Deborah Ross

Much more gripping than it sounds: Women Talking reviewed

Like Twelve Angry Men but with eight women (in a hayloft)

Left to right: Michelle McLeod (Mejal), Sheila McCarthy (Greta), Liv McNeil (Neitje), Jessie Buckley (Mariche), Claire Foy (Salome), Kate Hallett (Autje), Rooney Mara (Ona) and Judith Ivey (Agata) in Women Talking. Credit: Michael Gibson. © 2022 Orion Releasing LLC. All Rights Reserved. 
issue 11 February 2023

Women Talking, which has received Oscar nominations for best picture and adapted screenplay, is one of those films that, on paper, is a hard sell.
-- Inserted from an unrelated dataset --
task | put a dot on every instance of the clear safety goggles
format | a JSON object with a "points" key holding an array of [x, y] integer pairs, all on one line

It is women talking, and talking and talking, after enduring the most horrifying experience at the hands of men. All of which sounds barely cinematic and even less entertaining. But as written and directed by Sarah Polley, it is compelling, gripping, powerful, as tense as a thriller. Think of it this way: it’s like Twelve Angry Men, but in this instance it’s Eight Angry Women (in a hayloft) who must reach a unanimous decision.

The premise is: women living in a Mennonite community – Mennonites are ultra-religious and shun modernity – wake in the morning with a sense that something terrible happened as they slept, and the physical evidence would appear to support that. They are sore, bruised, bloodied. They are told that it is ‘demons’ or ‘the result of wild female imagination’ but, as is eventually revealed, a number of their men (husbands, sons, brothers) have been spraying cow tranquilliser through bedroom windows to sedate them for the purposes of sexual assault and rape. Before you say feminist types will go to any fictional lengths to show men in a bad light, this actually happened in such a community in Bolivia – and not in 1704 or anything like that, but between 2005 and 2009. (One man was caught breaking in and seven were eventually tried and jailed for assaulting more than 100 women.) This formed the basis of a novel by Miriam Toews, a Canadian who was raised a Mennonite, which focused on the existential questions faced by the women in the aftermath. And this is what Polley has turned into film.

Before you say feminist types will go to any fictional lengths to show men in a bad light, this actually happened

The movie has a stellar cast: Claire Foy, Jessie Buckley, Rooney Mara, Judith Ivey, Sheila McCarthy and, yes, Frances McDormand, who’s on the poster, which is a bit of a swizz as she’s on screen for five seconds, max.